I found it best to delete or throw away all photos of them. I found myself when very young hanging on and looking at photos of them. Things that reminded me of them. Some connections. Then I realized I was trying to hold onto a past that was just THAT: PAST AND GONE. Deleting and getting rid of that part of my life helped erase them from my memory. Objects hold memories or images we project on them.

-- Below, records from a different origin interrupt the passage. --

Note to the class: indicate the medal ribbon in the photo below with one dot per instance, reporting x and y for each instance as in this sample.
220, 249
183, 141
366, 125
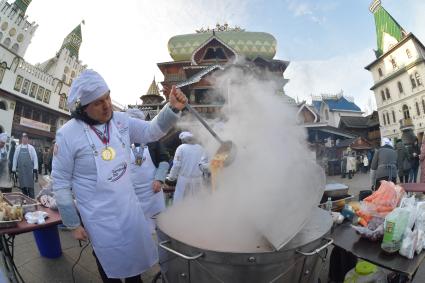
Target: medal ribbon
104, 137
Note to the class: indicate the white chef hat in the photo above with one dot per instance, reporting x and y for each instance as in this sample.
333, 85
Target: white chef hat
86, 88
136, 113
185, 135
3, 137
386, 141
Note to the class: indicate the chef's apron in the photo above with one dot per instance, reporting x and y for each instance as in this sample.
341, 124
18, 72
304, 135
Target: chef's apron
143, 176
187, 186
25, 168
113, 217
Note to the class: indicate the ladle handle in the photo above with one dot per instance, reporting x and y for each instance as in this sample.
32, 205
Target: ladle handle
187, 257
196, 114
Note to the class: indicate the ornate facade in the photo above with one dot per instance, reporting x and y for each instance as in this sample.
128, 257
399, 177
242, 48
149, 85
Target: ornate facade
33, 97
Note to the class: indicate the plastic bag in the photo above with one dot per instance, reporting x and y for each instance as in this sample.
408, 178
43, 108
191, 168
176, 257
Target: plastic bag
394, 228
384, 200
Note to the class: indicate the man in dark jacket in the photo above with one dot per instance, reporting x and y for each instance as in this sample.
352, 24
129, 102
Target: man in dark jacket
403, 161
384, 164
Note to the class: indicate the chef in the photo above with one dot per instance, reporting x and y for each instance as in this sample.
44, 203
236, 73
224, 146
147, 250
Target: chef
25, 162
92, 156
5, 181
149, 167
188, 160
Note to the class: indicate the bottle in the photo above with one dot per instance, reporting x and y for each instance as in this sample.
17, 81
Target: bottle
328, 205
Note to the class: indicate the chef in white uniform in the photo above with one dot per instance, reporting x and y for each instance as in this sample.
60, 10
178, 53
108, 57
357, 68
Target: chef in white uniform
92, 157
188, 160
149, 167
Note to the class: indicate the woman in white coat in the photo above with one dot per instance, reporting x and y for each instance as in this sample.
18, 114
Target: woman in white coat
188, 160
149, 167
92, 156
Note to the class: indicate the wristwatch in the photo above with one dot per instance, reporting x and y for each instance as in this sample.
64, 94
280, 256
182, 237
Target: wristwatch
175, 110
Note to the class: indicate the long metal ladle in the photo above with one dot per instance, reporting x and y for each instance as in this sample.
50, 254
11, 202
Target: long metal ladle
226, 147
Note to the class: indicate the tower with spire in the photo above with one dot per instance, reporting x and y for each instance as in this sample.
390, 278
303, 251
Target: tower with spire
15, 31
398, 73
66, 64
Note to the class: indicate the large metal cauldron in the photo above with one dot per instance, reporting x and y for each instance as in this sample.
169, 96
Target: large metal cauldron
297, 261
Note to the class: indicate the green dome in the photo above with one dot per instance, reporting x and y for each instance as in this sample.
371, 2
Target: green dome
249, 44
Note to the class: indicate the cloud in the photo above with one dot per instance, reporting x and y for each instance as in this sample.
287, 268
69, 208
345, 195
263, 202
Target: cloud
345, 73
124, 42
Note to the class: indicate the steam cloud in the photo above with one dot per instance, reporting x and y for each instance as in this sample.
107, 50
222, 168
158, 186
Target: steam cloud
268, 193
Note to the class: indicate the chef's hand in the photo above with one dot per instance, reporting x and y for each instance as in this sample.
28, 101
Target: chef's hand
80, 233
157, 186
177, 98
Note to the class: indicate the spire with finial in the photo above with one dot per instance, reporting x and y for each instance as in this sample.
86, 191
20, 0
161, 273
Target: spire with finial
388, 31
73, 40
22, 5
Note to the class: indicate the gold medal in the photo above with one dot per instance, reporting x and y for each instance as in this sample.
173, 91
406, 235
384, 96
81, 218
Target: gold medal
108, 153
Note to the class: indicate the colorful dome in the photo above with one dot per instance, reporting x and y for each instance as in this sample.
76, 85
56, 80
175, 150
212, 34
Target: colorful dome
249, 44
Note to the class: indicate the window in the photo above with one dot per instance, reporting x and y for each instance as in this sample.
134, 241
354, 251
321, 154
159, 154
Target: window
15, 48
33, 89
393, 62
406, 113
413, 81
6, 42
62, 101
40, 93
3, 105
418, 79
215, 53
26, 86
400, 87
387, 91
18, 83
423, 105
46, 98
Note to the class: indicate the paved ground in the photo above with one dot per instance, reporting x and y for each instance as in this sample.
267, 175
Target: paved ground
35, 268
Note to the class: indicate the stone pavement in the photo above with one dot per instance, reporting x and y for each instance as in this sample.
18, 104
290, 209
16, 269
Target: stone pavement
36, 269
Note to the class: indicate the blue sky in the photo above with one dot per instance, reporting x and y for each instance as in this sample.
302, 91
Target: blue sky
329, 42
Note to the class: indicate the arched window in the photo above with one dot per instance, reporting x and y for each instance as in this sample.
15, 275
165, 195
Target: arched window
400, 87
418, 79
413, 81
3, 105
423, 105
406, 113
6, 42
387, 91
15, 48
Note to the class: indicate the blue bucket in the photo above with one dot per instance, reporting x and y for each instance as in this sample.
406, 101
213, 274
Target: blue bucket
48, 242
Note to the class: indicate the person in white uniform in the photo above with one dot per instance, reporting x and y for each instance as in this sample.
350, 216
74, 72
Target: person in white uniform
5, 180
92, 156
25, 162
149, 167
189, 159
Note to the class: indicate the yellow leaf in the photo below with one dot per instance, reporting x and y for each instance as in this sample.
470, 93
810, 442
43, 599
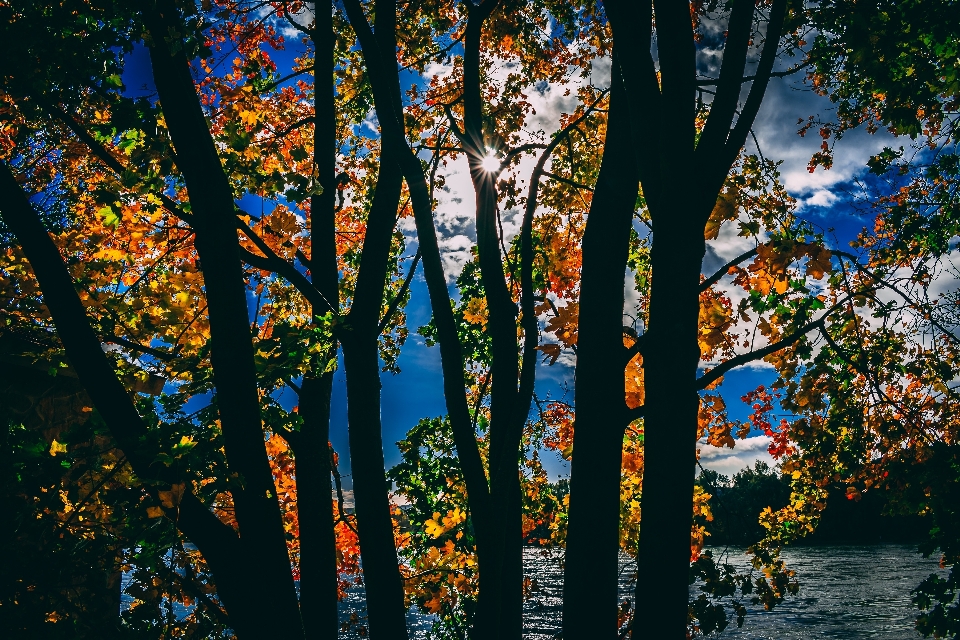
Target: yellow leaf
476, 312
171, 498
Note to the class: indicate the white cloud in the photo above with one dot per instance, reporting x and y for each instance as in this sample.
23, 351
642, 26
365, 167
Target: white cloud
730, 461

For many years I saved a few photos of my ex-wife. I saved them to prove I WAS married. In the past couple of years I have deleted ALL images of that monstrous thing. I cut her out of photos and it worked well. As long as she was on one side. Narrower photos that way. Wedding photos? No need to remember because it brought painful vague memories of that time. I found it best for me to find something from THAT time that was a positive experience person or thing to focus on. Such as the dog I had. I saved many photos of him. There is a good thing and bad thing about aging: At times I want to remember some old loves and even wish I had saved the sex scenes in mind better. But remembering that is like watching 2 strangers being intimate. I am not that same person and whoever they were, they are not, now.
The only thing I saved from my marriage was a statue of a Buddha my ex-wife gave me for a birthday. It was the only good that came of it and very symbolic as well. I do not remember HER when I see it. I see the Buddha. That is all. That is another lesson. Save things from the knowing of people that are good on their own without being a faint reflection of someone we once knew. That is the only reason I now save any photos of anyone. There is a good feeling from them. ONLY.